This week in random hipster nonsense: The National are going to play their track ‘Sorrow’, from the album High Violet, for – wait for it – six hours straight. It’s part of a performance piece by Icelandic artist Ragnar Kjartansson, who has given it an extremely appropriate title of ‘A Lot Of Sorrow’.

I wish I was artistic enough to understand any of this but I can’t. So I’ll try to make some sense of it based on information from MOMA’s website, which says that The National’s music “repeatedly conjure notions of romantic suffering and contemporary Weltschmerz”. Weltschmerz, according to my handy dictionary, is a “mental depression or apathy caused by comparison of the actual state of the world with an ideal state”.

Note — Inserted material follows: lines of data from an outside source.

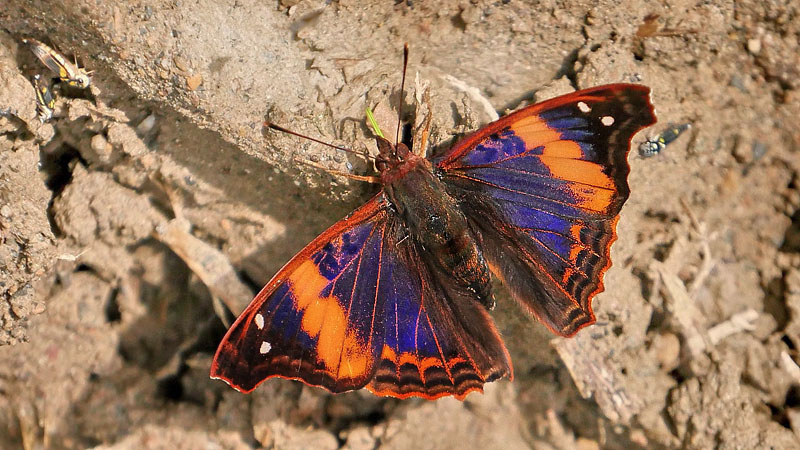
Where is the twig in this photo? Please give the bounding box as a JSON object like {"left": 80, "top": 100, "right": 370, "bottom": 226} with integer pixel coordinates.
{"left": 441, "top": 74, "right": 499, "bottom": 122}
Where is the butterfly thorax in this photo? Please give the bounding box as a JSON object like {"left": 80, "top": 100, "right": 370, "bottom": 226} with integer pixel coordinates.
{"left": 375, "top": 137, "right": 494, "bottom": 309}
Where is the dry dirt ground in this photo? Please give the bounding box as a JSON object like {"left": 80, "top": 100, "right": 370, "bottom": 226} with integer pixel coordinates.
{"left": 1, "top": 0, "right": 800, "bottom": 449}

In trying to explain the relevance of all of this, the site explains, “By stretching a single pop song into a day-long tour de force the artist continues his explorations into the potential of repetitive performance to produce sculptural presence within sound.”

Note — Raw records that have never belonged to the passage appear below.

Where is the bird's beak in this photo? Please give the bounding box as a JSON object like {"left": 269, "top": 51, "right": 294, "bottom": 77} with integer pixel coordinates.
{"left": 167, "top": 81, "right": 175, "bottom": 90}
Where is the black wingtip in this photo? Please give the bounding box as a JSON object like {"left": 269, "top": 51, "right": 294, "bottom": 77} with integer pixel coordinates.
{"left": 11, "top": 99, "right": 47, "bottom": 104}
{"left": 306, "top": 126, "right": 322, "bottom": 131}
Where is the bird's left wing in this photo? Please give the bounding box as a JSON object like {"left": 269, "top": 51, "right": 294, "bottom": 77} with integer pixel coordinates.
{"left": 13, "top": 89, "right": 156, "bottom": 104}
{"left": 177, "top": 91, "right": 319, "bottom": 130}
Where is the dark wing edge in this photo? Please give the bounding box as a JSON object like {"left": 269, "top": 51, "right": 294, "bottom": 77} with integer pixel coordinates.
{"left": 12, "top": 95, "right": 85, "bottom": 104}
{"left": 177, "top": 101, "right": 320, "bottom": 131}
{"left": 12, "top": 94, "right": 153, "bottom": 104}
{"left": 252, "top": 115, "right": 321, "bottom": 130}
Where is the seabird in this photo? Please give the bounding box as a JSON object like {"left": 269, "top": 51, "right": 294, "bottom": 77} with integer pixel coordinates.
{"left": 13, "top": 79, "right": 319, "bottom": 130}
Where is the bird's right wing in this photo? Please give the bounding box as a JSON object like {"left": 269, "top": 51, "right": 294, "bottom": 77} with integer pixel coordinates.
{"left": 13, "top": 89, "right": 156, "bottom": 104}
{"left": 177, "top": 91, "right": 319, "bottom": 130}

So to break this all down – The National are going to play a sad song for six hours. It sounds incredibly boring and depressing. People will still show up because it’s weird and it’s The National. Whatever.

Tickets and more information are available here. In case you were wondering, you’ll be able to watch the band play for a few minutes a time, before being shuffled to a courtyard where the sound is still audible – just in case you want to sit and have a picnic while listening to a terribly depressing song.